A ray of hope among uncertainties for India – Crude – Zaid Writings

Reading Time: 10 minutes


The price of oil is a major factor in the overall health of the energy sector and is one of the most heavily traded commodities as it is influenced by almost every global, macro event. Besides being one of the most actively traded commodities, the price of crude oil is extremely sensitive to geopolitical and weather events.

Majorly, there are two popular grades of oil – Brent Crude & WTI (West Texas Intermediate) Crude oil. The major difference between the two is that Brent Crude originates from oil fields in the North Sea between the Shetland Islands and Norway, while  WTI is extracted from oil fields in the United States. It is primarily extracted in Texas, Louisiana and North Dakota and is then transported via pipeline to Cushing, Oklahoma for delivery.

OPEC, a group of 14 of the most powerful oil-exporting countries, use Brent as their pricing benchmark. WTI is a preferred measure and pricing model for the US.

Crude Oil Price History

Let me explain that why there is price divergence between Brent crude & WTI crude and why WTI should be costlier than Brent.

The world crude oil market is all about investor anticipation of supply and demand, and oil prices are very volatile and highly influenced by consumer and investor sentiment.

WTI oil has a higher API gravity (American Petroleum Institute gravity – a measure of how heavy or light a petroleum liquid is compared to water) then Brent oil. The gravity of the oils is rated on a scale from 10 to 70, where the higher the number the less dense the oil & easier to refine. To put this in perspective, if the API is higher than 10 the oil will float on water and if it is lower than 10 the oil will sink. WTI’s API gravity is 39.6 and Brent’s API gravity is 38. Both Brent and Crude are relatively light oils where WTI is easier to refine than Brent.

WTI has a sulfur content of 0.24%, Brent has a sulfur content of 0.37%. The lower the sulfur content of the oil, the “sweeter” the oil and the easier it is to refine. Both WTI and Brent are considered sweet crude. Thus, it makes WTI easier to refine and it is also good for the environment point of view.

Therefore, WTI should be costlier than Brent, as it was before 2010 but after 2010 price difference between WTI and Brent changed dramatically.

Before 2010 –

WTI was extracted from landlocked states therefore it doesn’t have any seaport connectivity so that oil can be export to other countries thus made WTI costlier to export.
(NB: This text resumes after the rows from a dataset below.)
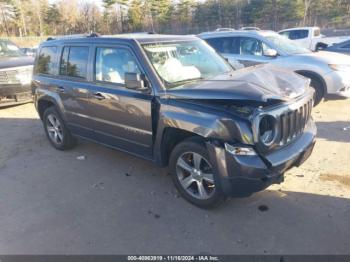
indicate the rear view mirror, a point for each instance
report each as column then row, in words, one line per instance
column 134, row 81
column 270, row 52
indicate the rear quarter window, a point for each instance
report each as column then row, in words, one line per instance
column 46, row 60
column 225, row 45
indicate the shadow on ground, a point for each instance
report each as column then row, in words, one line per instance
column 113, row 203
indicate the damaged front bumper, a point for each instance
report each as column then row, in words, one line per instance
column 242, row 175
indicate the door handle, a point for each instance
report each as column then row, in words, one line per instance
column 99, row 96
column 60, row 89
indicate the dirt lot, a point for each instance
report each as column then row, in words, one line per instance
column 110, row 203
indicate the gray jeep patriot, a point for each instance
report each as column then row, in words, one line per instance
column 175, row 101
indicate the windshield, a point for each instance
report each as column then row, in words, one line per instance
column 286, row 45
column 180, row 62
column 7, row 48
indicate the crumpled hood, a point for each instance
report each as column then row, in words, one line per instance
column 8, row 62
column 327, row 57
column 259, row 84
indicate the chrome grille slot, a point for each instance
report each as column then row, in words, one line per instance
column 293, row 122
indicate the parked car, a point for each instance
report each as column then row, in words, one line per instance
column 29, row 51
column 250, row 28
column 224, row 29
column 329, row 72
column 343, row 47
column 173, row 100
column 15, row 74
column 311, row 37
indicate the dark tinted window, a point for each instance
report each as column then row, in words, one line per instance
column 226, row 45
column 46, row 63
column 251, row 46
column 74, row 61
column 317, row 32
column 64, row 61
column 112, row 64
column 298, row 34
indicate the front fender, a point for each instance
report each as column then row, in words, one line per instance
column 209, row 124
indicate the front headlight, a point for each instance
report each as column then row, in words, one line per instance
column 340, row 67
column 267, row 130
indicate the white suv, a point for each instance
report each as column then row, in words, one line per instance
column 329, row 72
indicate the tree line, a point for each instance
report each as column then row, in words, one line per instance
column 41, row 17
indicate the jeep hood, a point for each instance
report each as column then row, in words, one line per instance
column 327, row 57
column 8, row 62
column 262, row 84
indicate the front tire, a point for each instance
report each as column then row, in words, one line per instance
column 56, row 130
column 194, row 176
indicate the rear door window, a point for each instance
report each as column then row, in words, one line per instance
column 74, row 61
column 46, row 60
column 112, row 64
column 317, row 32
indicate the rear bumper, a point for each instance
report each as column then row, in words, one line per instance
column 241, row 176
column 13, row 89
column 11, row 94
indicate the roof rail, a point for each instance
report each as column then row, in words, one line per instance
column 92, row 34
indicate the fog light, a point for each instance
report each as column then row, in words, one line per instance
column 241, row 151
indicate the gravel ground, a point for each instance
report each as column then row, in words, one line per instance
column 113, row 203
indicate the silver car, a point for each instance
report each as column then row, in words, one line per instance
column 329, row 72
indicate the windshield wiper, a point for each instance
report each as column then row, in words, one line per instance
column 186, row 81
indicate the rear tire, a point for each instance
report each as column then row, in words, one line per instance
column 194, row 175
column 319, row 90
column 56, row 130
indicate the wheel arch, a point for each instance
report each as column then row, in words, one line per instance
column 171, row 137
column 45, row 102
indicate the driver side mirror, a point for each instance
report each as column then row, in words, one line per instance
column 134, row 81
column 270, row 52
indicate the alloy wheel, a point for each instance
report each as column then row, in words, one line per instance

During this period, US used to import oil from Venezuela and Middle East countries. Then US used to blend oil from these countries with domestically produced WTI and all oil Refineries were designed accordingly. Moreover, there was a law in US passed in the 1980s, according to that law, US cannot export oil to other countries. Thus, made WTI costlier (US produced less hence costly).

Also Read on FinMedium:  Why direct stock investing works and when it fails?

After 2010 –

World oil scenario changed suddenly as US started to produce oil from Shale formations (named shale oil). This oil was having almost zero sulfur content and was as lighter as WTI. During this time Shale oil production was increasing at incredible speed. Due to the abundance of shale oil in US, WTI Price started to decrease substantially (even below Brent be oil).

The spread widened during 2011 with Brent trading at a premium compared to WTI. Around the time that the Arab Spring (protests among several largely Muslim countries, including Tunisia, Morocco, Syria, Libya, Egypt and Bahrain) began in Egypt which concerned about the supply of crude, the spread widened.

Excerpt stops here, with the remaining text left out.